Resize a Cinder Volume

If you find out that you need more space for your Cinder volume and want to increase the volume size, you can do this over the dashboard. Go to the Volumes section on the left side. If the Cinder volume is already attached to a VM please unmount the Cinder volume in the VM and detach it over the dashboard. Only if the Cinder volume is detached you can increase the size. Now choose the “Extend Volume” button after you have clicked on the down showing arrow on the right of the Cinder volume you want to extend. Enter the new size (in Gigabytes) and click on the button “Extend Volume”. After this procedure has finished successfully you can attach the extended Cinder volume to your VM. Depending on which filesystem you use on your Cinder volume there are different procedures necessary to make the new capacity available.

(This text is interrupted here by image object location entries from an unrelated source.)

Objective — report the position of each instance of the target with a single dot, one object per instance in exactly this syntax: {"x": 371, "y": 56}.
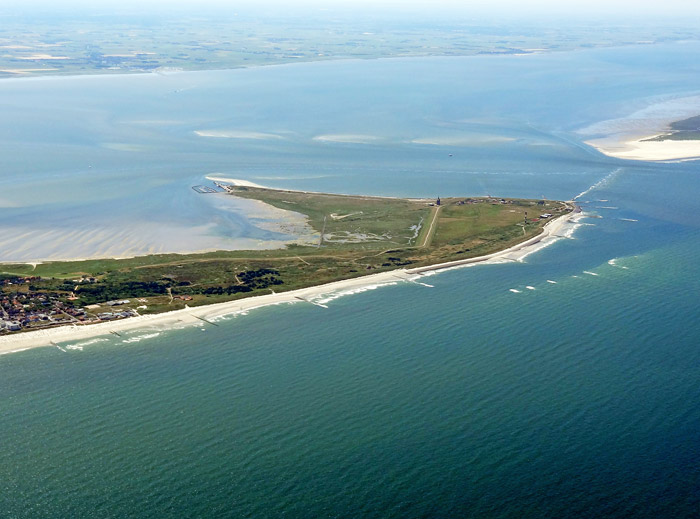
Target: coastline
{"x": 641, "y": 148}
{"x": 628, "y": 137}
{"x": 194, "y": 316}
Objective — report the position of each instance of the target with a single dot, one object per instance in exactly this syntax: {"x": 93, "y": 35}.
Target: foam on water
{"x": 325, "y": 299}
{"x": 139, "y": 338}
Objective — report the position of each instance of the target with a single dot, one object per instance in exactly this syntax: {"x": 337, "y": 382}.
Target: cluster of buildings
{"x": 27, "y": 309}
{"x": 36, "y": 310}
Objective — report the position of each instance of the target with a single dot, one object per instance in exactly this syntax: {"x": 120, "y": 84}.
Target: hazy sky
{"x": 507, "y": 8}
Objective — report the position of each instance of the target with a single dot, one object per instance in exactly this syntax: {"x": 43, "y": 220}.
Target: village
{"x": 23, "y": 308}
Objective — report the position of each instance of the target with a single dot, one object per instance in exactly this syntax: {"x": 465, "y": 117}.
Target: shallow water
{"x": 565, "y": 386}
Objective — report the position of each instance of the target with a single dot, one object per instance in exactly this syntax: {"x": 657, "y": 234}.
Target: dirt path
{"x": 431, "y": 230}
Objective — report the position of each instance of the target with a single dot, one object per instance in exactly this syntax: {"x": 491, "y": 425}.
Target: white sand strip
{"x": 643, "y": 149}
{"x": 194, "y": 316}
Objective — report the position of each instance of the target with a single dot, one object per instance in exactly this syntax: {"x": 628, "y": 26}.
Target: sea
{"x": 563, "y": 386}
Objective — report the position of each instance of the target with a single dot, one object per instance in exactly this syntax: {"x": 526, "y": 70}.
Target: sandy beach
{"x": 194, "y": 316}
{"x": 627, "y": 137}
{"x": 641, "y": 148}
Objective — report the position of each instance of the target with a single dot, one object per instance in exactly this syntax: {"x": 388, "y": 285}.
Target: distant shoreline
{"x": 639, "y": 136}
{"x": 645, "y": 149}
{"x": 189, "y": 317}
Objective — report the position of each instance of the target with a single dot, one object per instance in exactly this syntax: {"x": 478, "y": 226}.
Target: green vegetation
{"x": 358, "y": 235}
{"x": 95, "y": 39}
{"x": 685, "y": 130}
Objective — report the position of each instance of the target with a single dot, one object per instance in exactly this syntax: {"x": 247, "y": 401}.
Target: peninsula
{"x": 362, "y": 240}
{"x": 678, "y": 142}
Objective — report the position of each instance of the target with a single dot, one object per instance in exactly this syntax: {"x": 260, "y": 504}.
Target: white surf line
{"x": 64, "y": 351}
{"x": 602, "y": 182}
{"x": 14, "y": 351}
{"x": 409, "y": 280}
{"x": 311, "y": 302}
{"x": 613, "y": 263}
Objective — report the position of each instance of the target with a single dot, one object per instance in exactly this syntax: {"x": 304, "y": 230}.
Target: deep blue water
{"x": 579, "y": 398}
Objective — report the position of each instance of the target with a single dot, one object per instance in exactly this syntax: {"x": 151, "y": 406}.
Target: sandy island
{"x": 195, "y": 316}
{"x": 640, "y": 148}
{"x": 627, "y": 137}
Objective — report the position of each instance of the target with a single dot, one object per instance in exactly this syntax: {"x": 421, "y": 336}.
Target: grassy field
{"x": 359, "y": 236}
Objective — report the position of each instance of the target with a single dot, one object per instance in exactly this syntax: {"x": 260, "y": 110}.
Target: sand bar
{"x": 642, "y": 149}
{"x": 193, "y": 316}
{"x": 627, "y": 137}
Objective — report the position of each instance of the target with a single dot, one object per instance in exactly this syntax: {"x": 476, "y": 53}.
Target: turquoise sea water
{"x": 576, "y": 397}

For an ext4 formatted filesystem: Do not mount the volume. If you can see it with the lsblk command that is enough. Run the following command to get increase the capacity

sudo resize2fs /dev/device_name
The /dev/device_name is the same you have used in the mount command above. Now you can mount and use it as usual and also use the extended capacity.

For an xfs formatted filesystem: Mount the volume as usual and run the following command

sudo xfs_grow -d MOUNTPOINT
If you followed the instructions above the MOUNTPOINT would be /mnt/volume After that you can use the extend volume with the new capacity.

If you use another filesystem than xfs or ext4 please look up if and how an increase of the capacity is possible.

Different volume types on the de.NBI Cloud site Tübingen

We will differentiate in the following between two different kind of volumes. Both volume types are handled on the same storage system solution running Quobyte, but are different in their handling and functionalities.

Cinder volumes: Cinder is the OpenStack volume service. As a user you are able to create new volumes, according to the granted project quotas, on your own via the web interface (Dashboard). These volumes are good for storing general data and are a good start. A drawback of this simple solution is, that Cinder volumes can only be attached to one VM at a time. In general, a Cinder volume can be seen as a slice of a larger Quobyte Volume which is s holding the data in the background.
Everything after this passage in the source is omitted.